Mohamed then forced Arthur into another fine save, the keeper getting a touch to a shot from the narrowest of angles as the Dons looked to finish off the visitors, and the regular season, in style.
Then it was enter Jon Main, the striker who through a combination of circumstances had never really rediscovered the superb form he showed in the Blue Square South season, when his 33 league goals helped the Dons to win the league title. Main had failed to score for Wimbledon this season and spent much of it on loan, at Dartford and Dover, but he was desperate to sign off with a goal – and so, it seemed, were his team-mates, who looked for the former Tonbridge man at every opportunity.
Only five minutes after his entrance, Main was involved in the game’s most contentious moment. Chasing a ball to the corner flag, he managed to keep it in, but as he turned to regain control of it, Grimsby left-back Bradley Wood ran into Main and floored him. Main reacted to the challenge, and within seconds players from both sides joined in, with Terry Brown and the Dons fans at the Kingston Road End imploring them not to get involved and risk a ban from the play-offs.
When the dust had settled, referee Long booked Wood for the assault, booked Main for his reaction – and awarded Grimsby a free-kick. Minshull and Hatton then combined to find Main, who stepped inside Charlie I’Anson and then had both legs whipped from under him by the defender’s clumsy challenge on the edge of the penalty area. The referee’s view was that I’Anson had won the ball, to the outrage of Dons fans who felt he had got nowhere near it. It clearly wasn’t going to be Main’s day after all.

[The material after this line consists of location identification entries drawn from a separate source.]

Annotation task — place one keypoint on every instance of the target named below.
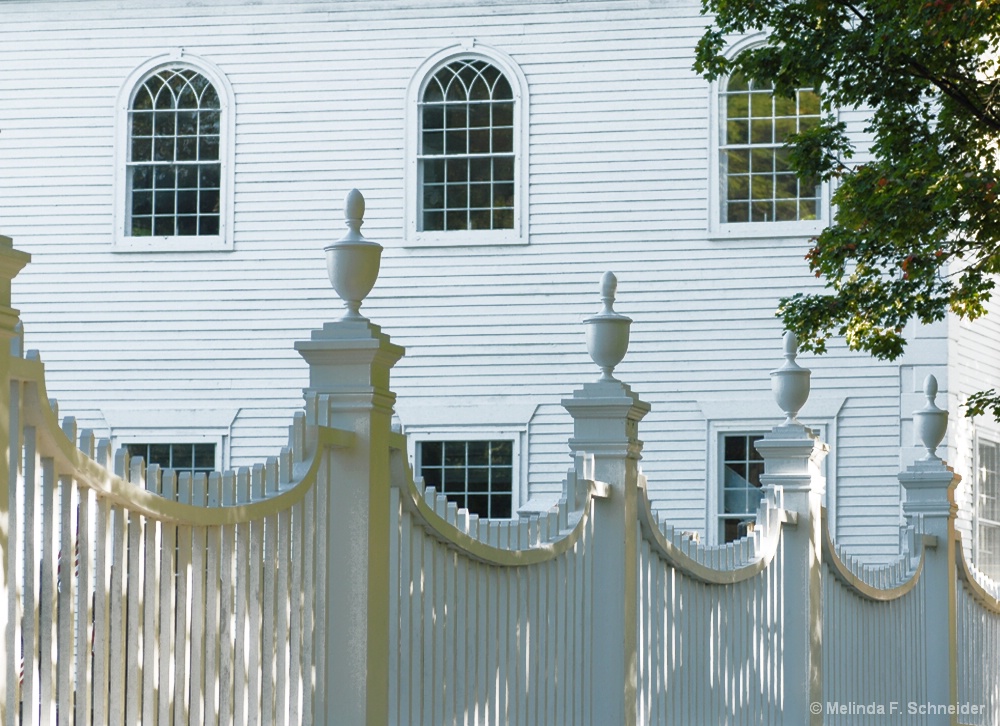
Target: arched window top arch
(175, 88)
(468, 80)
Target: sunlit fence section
(874, 617)
(711, 644)
(491, 619)
(978, 640)
(142, 596)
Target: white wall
(619, 153)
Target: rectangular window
(740, 485)
(476, 475)
(987, 514)
(181, 457)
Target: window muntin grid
(476, 475)
(191, 457)
(742, 466)
(758, 184)
(174, 170)
(466, 157)
(988, 510)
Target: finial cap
(930, 422)
(607, 332)
(352, 262)
(790, 383)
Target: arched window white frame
(753, 191)
(174, 168)
(467, 161)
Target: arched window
(177, 176)
(757, 183)
(467, 148)
(467, 183)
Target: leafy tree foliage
(917, 229)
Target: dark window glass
(476, 475)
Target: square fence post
(349, 364)
(606, 416)
(929, 508)
(792, 477)
(11, 262)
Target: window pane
(737, 212)
(503, 168)
(738, 106)
(163, 202)
(500, 507)
(476, 136)
(208, 148)
(187, 202)
(187, 123)
(479, 141)
(432, 118)
(454, 453)
(456, 142)
(142, 203)
(479, 504)
(735, 448)
(209, 201)
(208, 122)
(187, 148)
(163, 149)
(480, 219)
(737, 132)
(503, 219)
(163, 226)
(433, 143)
(208, 226)
(479, 479)
(809, 103)
(187, 226)
(454, 479)
(209, 175)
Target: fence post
(606, 417)
(792, 477)
(11, 262)
(930, 509)
(349, 362)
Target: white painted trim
(719, 230)
(757, 415)
(413, 236)
(991, 437)
(173, 426)
(227, 143)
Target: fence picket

If the Wimbledon teams of the 1980s were renowned for their direct, physical approach, the 21st Century Dons are in danger of being accused of overplaying – shortly after Main’s penalty appeal was turned down, some intricate passing between Gwillim, Kedwell and Yussuff set up Minshull with a shooting chance on the edge of the box but instead of going for goal the midfielder cut back inside Wood and laid the ball back for Kedwell who had to rush his effort which allowed Bore to clear off the line.
James Mulley then replaced Luke Moore after an I’Anson challenge that earned him a booking, and the sub had the Dons’ best chance to double their lead when he repeated Main’s trick just inside the box, but his left-footed drive was weak and easily collected by Arthur. It wasn’t as though Grimsby weren’t making chances of their own, or that the Dons weren’t presenting them with some thanks to another set of defensive lapses; Micky Cummins hit the bar from 30 yards, Michael Coulson hooked wide from 15 yards, and veteran sub Lee Peacock just failed to connect with a dangerous cross.
But the Dons saw the challenge out and ended with a thoroughly deserved 17th home win of the season in the bag, Danny Kedwell lifted the runners-up trophy, and thoughts could now turn to the following Friday night in Lancashire.